Starting from the creation of the mandala (beginning of show, for Frank and Claire) and ending with its completion (them as President, First Lady): they (both the monks and the Underwoods) had to make a lot of frustratingly small, painstaking, tedious, yet well-planned moves to get where they are now.   These monks may not know each other well initially, but they’ve come together under a common goal to create something worthwhile; Frank & Claire have as well- nothing explicit has been stated but during the Season 2 interview it was alluded to that they could have at least started off as a marriage of political convenience.  When they’re finished, they’ve each created something remarkable- their work has paid off as we see the results of it.

However, despite these similarities, striking differences are apparent- the monks work knowing full well that when they are finished, their work will be destroyed; contrast this with Frank, who constantly speaks of ‘power being the stone building that lasts centuries’ and what it means to leave a legacy.  Ironically, the knowledge that the mandala will be destroyed is exactly what allows the monks to work in peace.  Even in terms of how this episode was shot, we see multiple scenes of Frank and Claire juxtaposed with the Tibetans, frantically scrambling past the monks, who work in harmonic peace, to maintain their power. Frank and Claire have finished their mandala, but, different from the monks, they’re trying to preserve theirs.

This is it. Frank is obsessed with legacy and empire building. He doesn’t understand that the McMansion and the old stone building will both be so much sand, in time. Political thinkers dislike this line of argument, because it diminishes the importance of political achievements, and careers. And of course we must all make something of our brief lives. But it is surely helpful and natural to have a wider perspective. Claire realises this at several points during series three, and gradually understands that – for all her high poll ratings as First Lady, and appearances on the world stage – it’s all so transient, except perhaps her moment of connection with the American prisoner in Petrov’s dungeons. Even Frank, when he opens the Underwood Library at his old college in season one, has a moment of transcendence while drinking with his old friends. ‘The library doesn’t matter,’ he says, ‘but I want to think this place did.’ All too soon though Frank comes back to earth, and gets back into the grind.

Another illustration of this is Frank’s lieutenant Doug Stamper. Doug is Frank’s faithful Smithers, devoted to his boss even after death. He becomes obsessed with a sex worker named Rachel Posner, who Frank and Doug use to bring down a congressional rival. Inevitably Rachel outlives her usefulness, and Doug is dispatched to track her down in New Mexico. Posner argues for her life, and is so convincing that Doug lets her go. But a moment later he changes his mind, and runs her down on a desert road. Doug is a recovering alcoholic, who has just fought off a messy relapse. He goes on in the AA way about how much he has changed, but all he’s really done is quit drinking.
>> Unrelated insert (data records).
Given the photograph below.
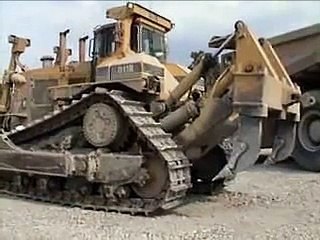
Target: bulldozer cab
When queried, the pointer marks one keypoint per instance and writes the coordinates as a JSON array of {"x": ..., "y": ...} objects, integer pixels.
[{"x": 137, "y": 29}]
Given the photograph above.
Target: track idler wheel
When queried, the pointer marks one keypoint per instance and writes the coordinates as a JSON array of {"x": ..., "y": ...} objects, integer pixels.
[
  {"x": 156, "y": 181},
  {"x": 104, "y": 126}
]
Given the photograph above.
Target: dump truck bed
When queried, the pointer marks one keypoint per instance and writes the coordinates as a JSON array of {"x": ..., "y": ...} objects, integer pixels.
[{"x": 299, "y": 51}]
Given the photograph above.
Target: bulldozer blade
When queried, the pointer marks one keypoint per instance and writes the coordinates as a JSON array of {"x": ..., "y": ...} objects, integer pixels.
[
  {"x": 284, "y": 142},
  {"x": 246, "y": 147}
]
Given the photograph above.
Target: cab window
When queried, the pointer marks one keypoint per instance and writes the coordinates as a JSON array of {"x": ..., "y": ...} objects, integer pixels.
[{"x": 153, "y": 43}]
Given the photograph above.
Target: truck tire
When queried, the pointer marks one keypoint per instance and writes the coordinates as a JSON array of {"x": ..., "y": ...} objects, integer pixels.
[{"x": 307, "y": 148}]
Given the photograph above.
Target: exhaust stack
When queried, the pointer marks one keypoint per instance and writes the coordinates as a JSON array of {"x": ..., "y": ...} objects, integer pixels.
[
  {"x": 82, "y": 48},
  {"x": 47, "y": 61}
]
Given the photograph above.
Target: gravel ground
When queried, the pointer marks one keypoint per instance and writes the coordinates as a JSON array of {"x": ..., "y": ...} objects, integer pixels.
[{"x": 274, "y": 202}]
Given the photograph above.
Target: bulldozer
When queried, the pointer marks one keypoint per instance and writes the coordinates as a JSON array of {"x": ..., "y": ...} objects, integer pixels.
[{"x": 123, "y": 133}]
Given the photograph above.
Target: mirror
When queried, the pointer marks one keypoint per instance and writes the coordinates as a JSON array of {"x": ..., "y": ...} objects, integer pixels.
[{"x": 91, "y": 53}]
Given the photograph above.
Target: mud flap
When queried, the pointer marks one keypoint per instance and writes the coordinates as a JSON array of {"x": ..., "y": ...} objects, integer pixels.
[
  {"x": 284, "y": 141},
  {"x": 246, "y": 147}
]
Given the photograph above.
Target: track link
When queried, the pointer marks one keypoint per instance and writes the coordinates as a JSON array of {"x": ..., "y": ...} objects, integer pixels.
[{"x": 149, "y": 133}]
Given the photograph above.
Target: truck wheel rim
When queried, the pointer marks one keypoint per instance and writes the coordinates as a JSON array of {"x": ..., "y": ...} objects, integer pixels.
[{"x": 309, "y": 131}]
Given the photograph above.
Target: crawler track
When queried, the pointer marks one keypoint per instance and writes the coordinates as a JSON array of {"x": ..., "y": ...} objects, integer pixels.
[{"x": 149, "y": 134}]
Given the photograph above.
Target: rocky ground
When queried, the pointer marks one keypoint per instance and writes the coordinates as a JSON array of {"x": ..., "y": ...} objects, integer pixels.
[{"x": 274, "y": 202}]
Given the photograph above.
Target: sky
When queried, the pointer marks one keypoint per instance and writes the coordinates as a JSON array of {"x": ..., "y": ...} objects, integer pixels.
[{"x": 195, "y": 22}]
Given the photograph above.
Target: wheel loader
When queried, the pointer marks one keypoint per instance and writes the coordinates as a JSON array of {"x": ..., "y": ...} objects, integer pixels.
[{"x": 121, "y": 133}]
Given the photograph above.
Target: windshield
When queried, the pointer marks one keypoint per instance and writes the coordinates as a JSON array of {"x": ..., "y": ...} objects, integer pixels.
[
  {"x": 153, "y": 43},
  {"x": 104, "y": 42}
]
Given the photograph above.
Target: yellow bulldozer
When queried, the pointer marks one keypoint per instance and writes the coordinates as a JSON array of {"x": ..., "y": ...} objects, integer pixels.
[{"x": 129, "y": 132}]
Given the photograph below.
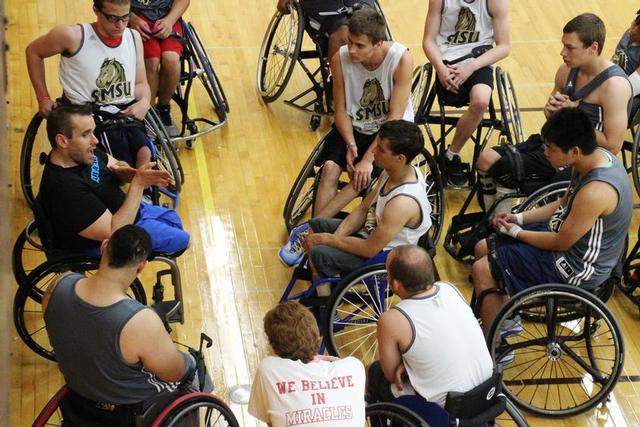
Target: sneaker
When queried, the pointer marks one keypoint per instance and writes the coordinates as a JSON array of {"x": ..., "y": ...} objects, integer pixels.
[
  {"x": 164, "y": 111},
  {"x": 511, "y": 327},
  {"x": 292, "y": 253},
  {"x": 456, "y": 172}
]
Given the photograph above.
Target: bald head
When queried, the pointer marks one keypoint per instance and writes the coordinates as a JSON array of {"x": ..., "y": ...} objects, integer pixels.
[{"x": 412, "y": 266}]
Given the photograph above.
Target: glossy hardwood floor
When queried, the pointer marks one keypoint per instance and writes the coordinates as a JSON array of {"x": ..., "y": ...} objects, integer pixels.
[{"x": 238, "y": 177}]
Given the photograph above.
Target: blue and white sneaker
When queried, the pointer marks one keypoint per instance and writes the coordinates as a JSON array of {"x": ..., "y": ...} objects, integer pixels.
[{"x": 292, "y": 253}]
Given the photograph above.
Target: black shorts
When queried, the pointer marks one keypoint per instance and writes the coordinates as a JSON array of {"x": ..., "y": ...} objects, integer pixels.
[
  {"x": 318, "y": 25},
  {"x": 335, "y": 149},
  {"x": 482, "y": 76}
]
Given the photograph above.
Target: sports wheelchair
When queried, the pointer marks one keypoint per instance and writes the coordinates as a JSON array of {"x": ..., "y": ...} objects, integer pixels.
[
  {"x": 425, "y": 91},
  {"x": 36, "y": 147},
  {"x": 196, "y": 65},
  {"x": 176, "y": 409},
  {"x": 282, "y": 48},
  {"x": 301, "y": 198},
  {"x": 36, "y": 264}
]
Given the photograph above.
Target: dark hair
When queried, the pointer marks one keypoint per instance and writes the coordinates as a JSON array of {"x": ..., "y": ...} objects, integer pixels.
[
  {"x": 589, "y": 28},
  {"x": 292, "y": 331},
  {"x": 570, "y": 127},
  {"x": 404, "y": 137},
  {"x": 99, "y": 3},
  {"x": 412, "y": 266},
  {"x": 368, "y": 22},
  {"x": 128, "y": 246},
  {"x": 59, "y": 120}
]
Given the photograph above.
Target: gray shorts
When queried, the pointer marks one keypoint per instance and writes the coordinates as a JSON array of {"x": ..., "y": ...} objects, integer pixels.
[{"x": 329, "y": 261}]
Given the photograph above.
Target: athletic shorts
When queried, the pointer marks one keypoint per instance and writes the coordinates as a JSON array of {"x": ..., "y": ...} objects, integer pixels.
[
  {"x": 482, "y": 76},
  {"x": 153, "y": 47},
  {"x": 520, "y": 265},
  {"x": 317, "y": 25}
]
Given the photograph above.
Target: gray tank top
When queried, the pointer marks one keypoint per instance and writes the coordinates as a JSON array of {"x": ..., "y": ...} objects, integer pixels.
[
  {"x": 594, "y": 111},
  {"x": 590, "y": 261},
  {"x": 86, "y": 340}
]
It would be the act of mercy, of letting Posner live, that would signify the deep, lasting change.

In All the Kremlin’s Men, his taxonomy of Vladimir Putin’s court, Mikhail Zygar writes that Putin advised a colleague ‘to watch two American TV series: Boss and House of Cards. ‘You’ll find them useful,’ the president recommended.’ Zygar adds that the shows ‘affirmed his belief that Western politicians are all cynical scoundrels whose words about values and human rights are pure hot air and simply a tool to attack enemies.’ The show therefore feeds into a Putinesque troll-state authoritarian view of the world – that life is the struggle for land and resources, and every civilised law and democratic precept is just this struggle by other means. But I wonder what Putin and his advisers thought of the sand mandalas, or the Pussy Riot episode, or Tom Hammerschmidt’s tenacious pursuit for the truth, or Claire’s presidency.

There are worse political dramas you could be watching.